Im Frühjahr 1946 mussten wir den Ort verlassen und wurden in einen Güterzug „verladen“; niemand wusste, ob wir in die „Zwangsarbeit“ oder in die „Freiheit“ fuhren. Im März 1946 kamen wir in einem kleinen Ort in Norddeutschland an, nahe der Nordsee. Die Vertriebenen wurden auf die Dörfer verteilt. Wir hatten das Glück, dass unsere Familie zusammenblieb. Meiner Mutter wurde mit uns Kindern ein Zimmer in einer Familie zugewiesen. Wir hatten es gut; es waren nette Leute. Unsere Familie hielt zusammen, und wir halfen uns gegenseitig. Und wenn ich Vieles auch nur aus dem Erzählen weiß, so hat es mich dennoch stark geprägt: die Sorge umeinander, das Teilen, das Verzichten können, die Zufriedenheit mit dem Wenigen und die Freude über kleine Annehmlichkeiten und Geschenke. Ich habe meine Großeltern so gerne zusammen Beten und Kirchenlieder singen hören.

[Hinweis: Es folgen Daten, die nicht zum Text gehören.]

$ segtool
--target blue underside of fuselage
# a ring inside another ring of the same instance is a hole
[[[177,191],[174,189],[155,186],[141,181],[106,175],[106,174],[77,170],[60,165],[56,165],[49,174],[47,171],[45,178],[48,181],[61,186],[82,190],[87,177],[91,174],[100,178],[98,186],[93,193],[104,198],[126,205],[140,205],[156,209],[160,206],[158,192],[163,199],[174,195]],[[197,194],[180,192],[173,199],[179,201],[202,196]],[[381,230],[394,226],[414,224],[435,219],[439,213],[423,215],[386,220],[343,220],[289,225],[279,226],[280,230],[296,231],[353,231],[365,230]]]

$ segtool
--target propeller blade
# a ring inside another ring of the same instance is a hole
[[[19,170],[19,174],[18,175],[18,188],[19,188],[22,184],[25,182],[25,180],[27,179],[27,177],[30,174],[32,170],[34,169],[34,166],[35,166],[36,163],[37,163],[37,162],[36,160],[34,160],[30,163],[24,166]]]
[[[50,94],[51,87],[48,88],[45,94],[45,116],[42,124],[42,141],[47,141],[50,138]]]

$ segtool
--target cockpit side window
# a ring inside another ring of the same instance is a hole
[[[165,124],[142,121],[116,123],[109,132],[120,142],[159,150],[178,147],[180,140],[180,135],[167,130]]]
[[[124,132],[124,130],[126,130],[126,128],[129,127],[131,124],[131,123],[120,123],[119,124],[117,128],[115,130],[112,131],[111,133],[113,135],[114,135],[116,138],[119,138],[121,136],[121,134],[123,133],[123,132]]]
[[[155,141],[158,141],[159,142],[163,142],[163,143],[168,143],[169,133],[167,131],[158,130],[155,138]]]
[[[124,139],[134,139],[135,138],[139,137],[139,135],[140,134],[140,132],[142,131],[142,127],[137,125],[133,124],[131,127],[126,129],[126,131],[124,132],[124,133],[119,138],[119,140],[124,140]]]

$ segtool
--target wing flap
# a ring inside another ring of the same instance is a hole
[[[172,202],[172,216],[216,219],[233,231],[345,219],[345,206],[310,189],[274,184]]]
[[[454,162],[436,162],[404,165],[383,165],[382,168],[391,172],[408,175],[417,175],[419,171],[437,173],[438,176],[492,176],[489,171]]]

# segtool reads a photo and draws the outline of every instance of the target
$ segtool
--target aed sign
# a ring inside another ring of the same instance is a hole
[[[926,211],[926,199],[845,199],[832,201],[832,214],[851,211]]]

Sie hatten eine so angenehme Alltagsfrömmigkeit, in die ich hineinwachsen konnte. Da wir aus dem vornehmlich katholischen Schlesien in die norddeutsche Diaspora kamen, erlebten wir die Gottesdienste als großes Geschenk, vor allem, wenn heimatliche Lieder und Gebete in den Gottesdiensten Raum fanden. Das hat auch mich sehr berührt.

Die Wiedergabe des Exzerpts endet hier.